Phonemes are the standard audio unit of speech. They are the smallest segment of sound which, if replaced with another, can change the meaning of the word. In visual speech recognition, visemes have commonly been used as the basic visual unit of speech. There is a many-to-one mapping from phonemes to visemes, with the phonemes contained within a viseme considered visually indistinguishable.

While visemes are widely used, there are a number of doubts that have not been examined regarding their suitability for use within visual speech recognition. As computing technology advances, the justification for creating viseme groupings diminishes. For visemes to be suitable for continued use, they must provide benefits when compared to the use of phonemes as the visual unit of speech. This thesis identifies the three required characteristics of a suitable viseme grouping.

In this thesis, a visual speech recogniser is constructed to test the validity of visemes. A novel energy method, known as "wrapping snakes", is developed to extract lip shapes from standard video datasets of people speaking. Taking this sequence of lip shapes as input, a Hidden Markov Model based recogniser is used to perform the speech recognition and output a phoneme transcript.

Examining the phoneme output of the recogniser shows that none of the three required characteristics are present in any existing viseme grouping, and further that it is not possible to construct a grouping that exhibits the required characteristics. This conclusively proves that it is phonemes, and not visemes, that should be used as the basic visual unit of speech.

Download the full thesis: Disproving Visemes As The Basic Visual Unit Of Speech

Appendices And Supplementary Material

Appendix A - Neural Network Performance For Various Network Configurations

The neural network (see Chapter 3) performance was evaluated for a number of network configurations. The number of neurons in the first layer was tested for the range of 6 to 20 neurons. The second layer was tested for the range of 6 to 15 neurons. The third layer was fixed with a single output neuron, as network only requires a single output.

The network performance was evaluated for all combinations of neuron numbers. This was done using one frame for each subject in the CUAVE dataset. The performance was measured by calculating the mean squared error (MSE) of lip and skin regions of the output only, with the manual labels used as the reference.

The results can be found here: Appendix A - neural network performance. The file lists the MSE for each of the 36 subjects, for all 150 network configurations.

This data is used in Chapter 3: "Lip Pixel Classification", to empirically determine the best network configuration.

Appendix B - Corrected Labels For The CUAVE Dataset

The full set of corrected labels for the CUAVE dataset can be found here: Appendix B - corrected CUAVE labels.

This data is used in Chapter 3: "Lip Pixel Classification".

Appendix C - Phoneme Trustworthiness

The full spreadsheet of phoneme trustworthiness can be found here: Appendix C - phoneme trustworthiness.

The summary (rearranged) worksheet lists the likelihood of each operation causing a phoneme to appear in the output.

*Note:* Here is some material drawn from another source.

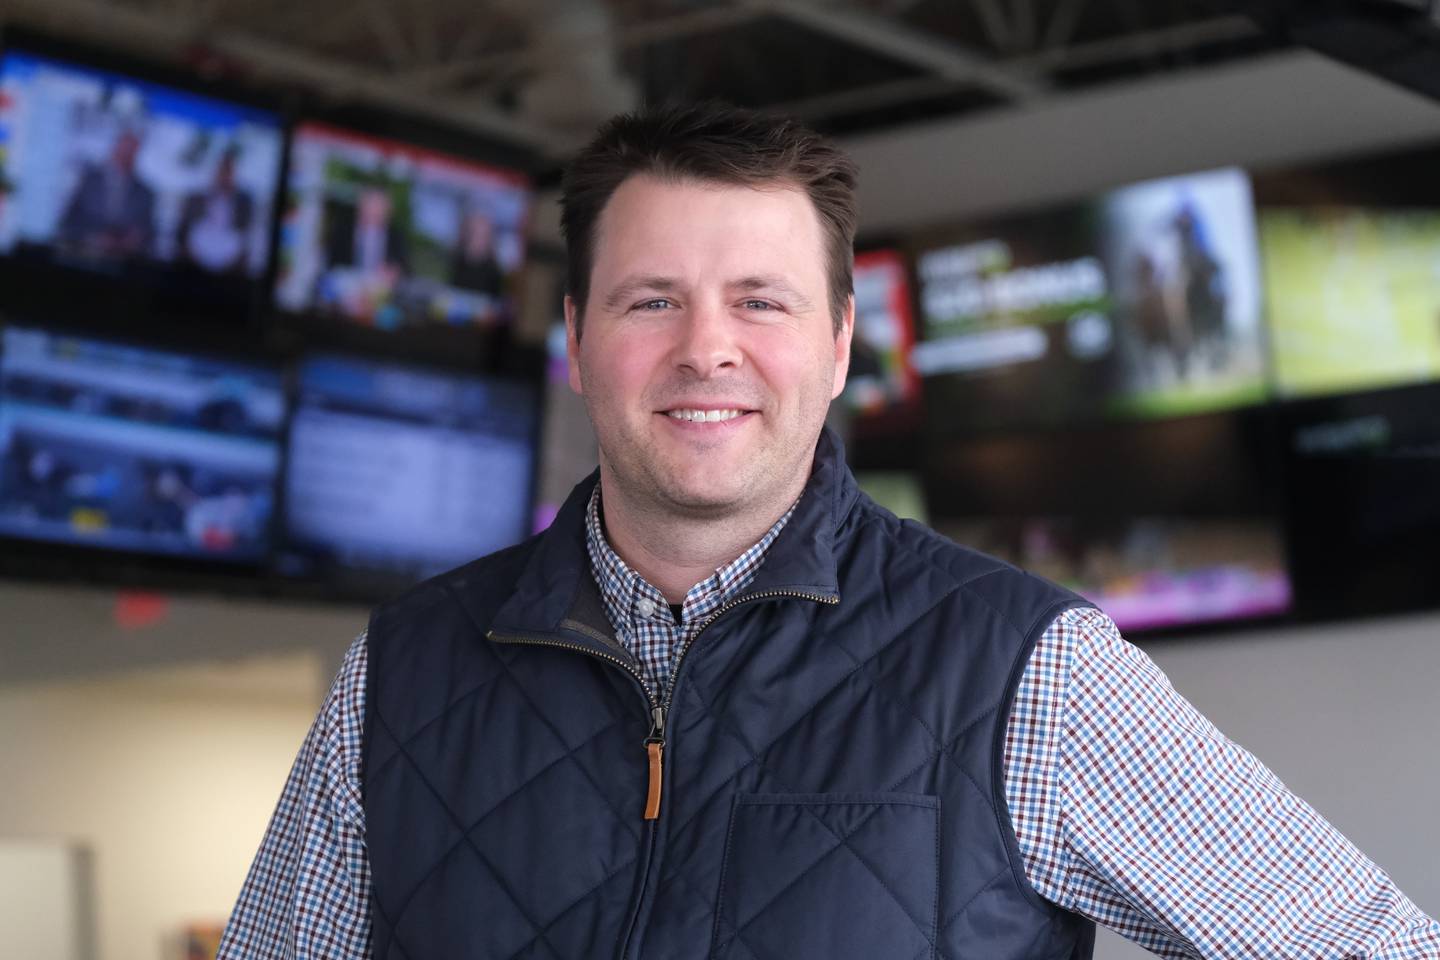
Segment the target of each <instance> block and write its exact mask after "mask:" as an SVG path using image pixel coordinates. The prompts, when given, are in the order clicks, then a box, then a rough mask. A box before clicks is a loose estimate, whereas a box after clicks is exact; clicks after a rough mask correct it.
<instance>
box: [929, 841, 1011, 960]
mask: <svg viewBox="0 0 1440 960" xmlns="http://www.w3.org/2000/svg"><path fill="white" fill-rule="evenodd" d="M1008 872H1009V864H1005V866H1002V868H1001V869H999V872H996V874H995V875H994V877H991V878H989V879H988V881H985V882H984V884H981V885H979V889H976V891H975V892H973V894H971V898H969V900H966V901H965V902H963V904H960V908H959V910H956V911H955V913H953V914H950V918H949V920H946V921H945V923H943V924H940V934H939V936H937V937H936V940H935V956H936V960H946V956H945V953H943V951H942V950H940V937H943V936H945V931H946V930H949V928H950V927H953V925H955V921H956V920H959V918H960V917H963V915H965V911H968V910H969V908H971V904H973V902H975V901H976V900H979V895H981V894H984V892H985V891H986V889H989V888H991V884H994V882H995V881H996V879H999V878H1001V877H1004V875H1005V874H1008Z"/></svg>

It also includes the cumulative likelihood for any of the preceding operations causing the particular phoneme to appear in the output of the recogniser.

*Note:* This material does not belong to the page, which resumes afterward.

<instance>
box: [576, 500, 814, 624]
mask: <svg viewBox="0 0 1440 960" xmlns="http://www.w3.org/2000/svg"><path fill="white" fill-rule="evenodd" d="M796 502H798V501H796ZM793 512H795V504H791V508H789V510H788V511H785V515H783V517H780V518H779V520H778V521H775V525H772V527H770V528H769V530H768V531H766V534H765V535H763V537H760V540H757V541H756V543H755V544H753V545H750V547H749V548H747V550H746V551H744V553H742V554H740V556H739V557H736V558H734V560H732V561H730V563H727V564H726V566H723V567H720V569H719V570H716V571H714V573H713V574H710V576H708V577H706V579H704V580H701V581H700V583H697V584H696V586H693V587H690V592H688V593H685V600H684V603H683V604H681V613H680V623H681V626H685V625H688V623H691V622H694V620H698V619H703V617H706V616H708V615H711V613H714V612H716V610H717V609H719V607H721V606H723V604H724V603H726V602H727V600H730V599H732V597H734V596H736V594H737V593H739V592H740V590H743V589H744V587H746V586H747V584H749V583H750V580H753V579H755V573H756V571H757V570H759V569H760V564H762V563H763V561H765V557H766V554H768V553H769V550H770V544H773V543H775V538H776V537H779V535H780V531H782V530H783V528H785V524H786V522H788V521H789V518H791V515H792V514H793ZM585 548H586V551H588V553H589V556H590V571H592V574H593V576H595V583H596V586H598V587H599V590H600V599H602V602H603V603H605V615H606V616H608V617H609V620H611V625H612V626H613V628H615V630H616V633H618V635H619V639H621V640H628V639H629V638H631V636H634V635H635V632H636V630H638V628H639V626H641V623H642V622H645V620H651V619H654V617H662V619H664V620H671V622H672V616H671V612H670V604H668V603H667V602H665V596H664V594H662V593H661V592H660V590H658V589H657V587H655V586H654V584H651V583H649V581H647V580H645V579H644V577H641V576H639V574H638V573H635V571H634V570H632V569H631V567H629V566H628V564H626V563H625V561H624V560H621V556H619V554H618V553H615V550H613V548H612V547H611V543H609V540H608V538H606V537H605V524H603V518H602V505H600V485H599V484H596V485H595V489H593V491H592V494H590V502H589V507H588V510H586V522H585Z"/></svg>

For example, the /dh/ phoneme lists "(ins)" as 14.9%, and /dh/ as 11.4%. This means there is a 14.9% chance that an insertion caused /dh/ to appear, and a 11.4% chance of /dh/ in the input causing /dh/ to appear in the output. The cumulative column shows there is a 26.3% chance of either /dh/ or an insertion causing /dh/ to appear in the output.

This data is used in Section 7.1: "Phoneme Trustworthiness".